To determine whether pelvic floor electrical stimulation (PFES) improves outcomes of multicomponent behavioral training for stress incontinence.
Electrical stimulation did not significantly improve outcomes.
Two hundred community-dwelling women with stress incontinence were randomized to 1 of 3 groups for an 8-week period: 1) biofeedback-assisted pelvic floor muscle training (PFMT), home exercises, bladder control strategies, and self-monitoring with bladder diaries; 2) the same program plus home PFES (15 minutes every other day, alternating with home exercises); or 3) self-administered behavioral training consisting of a self-help booklet and bladder diaries.
Intention-to-treat analysis revealed that frequency of incontinent episodes was reduced by 68.6% in group 1, 71.9% in group 2, and 52.5% in group 3. Attrition rates for the 3 groups were 18.2%, 11.9%, and 37.3%, respectively.
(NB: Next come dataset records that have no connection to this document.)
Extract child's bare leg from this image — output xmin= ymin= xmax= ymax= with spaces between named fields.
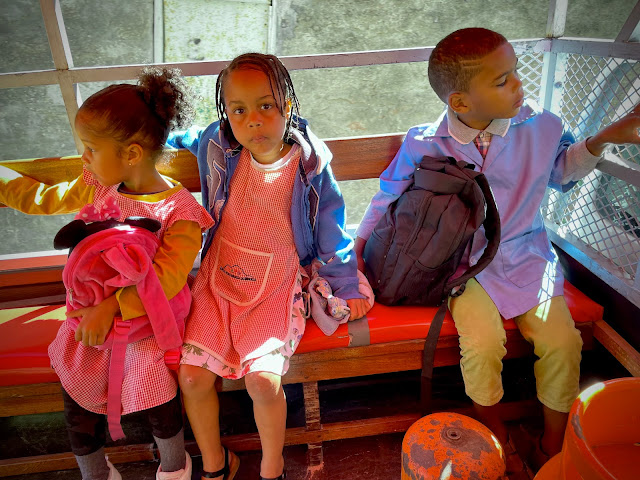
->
xmin=179 ymin=365 xmax=231 ymax=478
xmin=245 ymin=372 xmax=287 ymax=478
xmin=540 ymin=405 xmax=569 ymax=457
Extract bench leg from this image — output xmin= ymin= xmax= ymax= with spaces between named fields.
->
xmin=302 ymin=382 xmax=323 ymax=467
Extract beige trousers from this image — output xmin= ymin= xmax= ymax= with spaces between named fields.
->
xmin=449 ymin=279 xmax=582 ymax=412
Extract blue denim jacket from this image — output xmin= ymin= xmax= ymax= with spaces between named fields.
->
xmin=167 ymin=118 xmax=364 ymax=300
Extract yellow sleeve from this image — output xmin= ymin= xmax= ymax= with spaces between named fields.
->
xmin=0 ymin=166 xmax=95 ymax=215
xmin=116 ymin=220 xmax=202 ymax=320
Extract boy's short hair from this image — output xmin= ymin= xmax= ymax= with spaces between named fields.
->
xmin=428 ymin=28 xmax=507 ymax=103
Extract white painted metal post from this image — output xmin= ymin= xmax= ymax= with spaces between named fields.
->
xmin=547 ymin=0 xmax=569 ymax=38
xmin=40 ymin=0 xmax=84 ymax=153
xmin=153 ymin=0 xmax=164 ymax=63
xmin=616 ymin=0 xmax=640 ymax=42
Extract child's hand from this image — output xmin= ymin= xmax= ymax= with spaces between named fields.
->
xmin=67 ymin=295 xmax=120 ymax=347
xmin=587 ymin=104 xmax=640 ymax=157
xmin=347 ymin=298 xmax=371 ymax=321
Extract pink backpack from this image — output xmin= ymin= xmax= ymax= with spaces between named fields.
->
xmin=54 ymin=207 xmax=191 ymax=440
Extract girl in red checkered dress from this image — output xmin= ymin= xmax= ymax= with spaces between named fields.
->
xmin=169 ymin=53 xmax=370 ymax=480
xmin=0 ymin=69 xmax=213 ymax=480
Efficacy analysis, which examined only those completing treatment (n = 155), showed no significant differences among the groups on reduction of incontinence episodes. Patients in the PFES group reported more satisfaction with their progress, suggesting some placebo effect.
The strength of this timely study is its design: a prospective randomized controlled trial with a large sample size and adequate power. It suffers, however, due to its short-term follow-up and a significantly greater attrition rate in the control group.
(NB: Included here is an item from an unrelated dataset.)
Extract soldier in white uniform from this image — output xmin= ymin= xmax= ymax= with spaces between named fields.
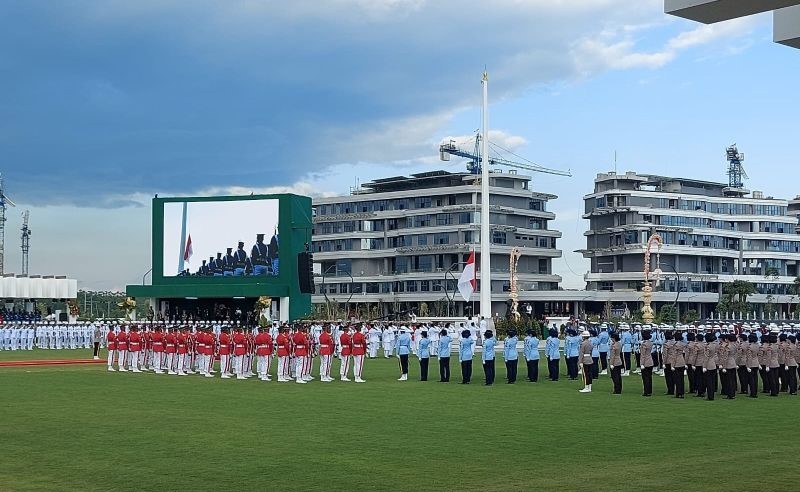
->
xmin=381 ymin=323 xmax=395 ymax=359
xmin=428 ymin=326 xmax=442 ymax=359
xmin=367 ymin=325 xmax=381 ymax=359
Only 2 prior studies have evaluated the effect of electrical stimulation as an adjunct to PFMT for stress incontinence. A study of 14 patients showed that the addition of electrical stimulation improved outcome of physiotherapy. 1 Another study found the addition of both biofeedback and electrical stimulation improved symptoms and muscle strength, but the study did not isolate the effects of PFES as a single adjunct.2
Patient compliance is vital to the success of behavioral therapy. The motivated patient with adequate neuromuscular function will improve with PFMT, with or without adjunctive therapy, and thus may forego surgical intervention. Less motivated patients, those who lack awareness of pelvic floor muscles, or those with decreased pelvic floor function may achieve greater success with adjunctive therapy, be it biofeedback or PFES. Still, long-term efficacy of such therapies is not known.
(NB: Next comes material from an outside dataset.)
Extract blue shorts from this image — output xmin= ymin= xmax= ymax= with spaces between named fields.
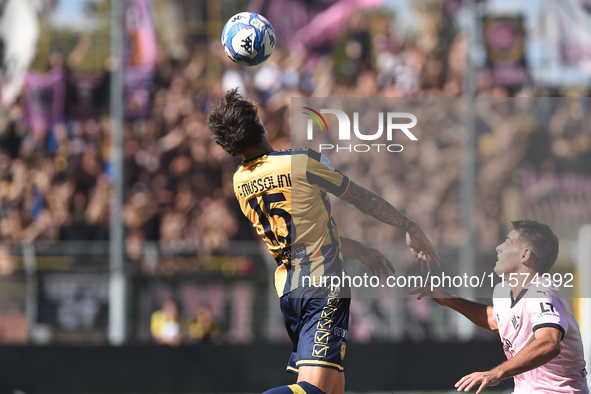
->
xmin=280 ymin=287 xmax=351 ymax=373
1. Blowman C, Pickles C, Emery S, et al. Prospective double blind controlled trial of intensive physiotherapy with and without stimulation of the pelvic floor in treatment of genuine stress incontinence. Physiotherapy. 1991;77:661-664.
2. Sung MS, Hong JY, Chol YH, et al. PFES biofeedback versus intensive pelvic floor muscle exercise for the prevention and treatment of genuine stress incontinence. J Korean Med Sci. 2000;15:303-308.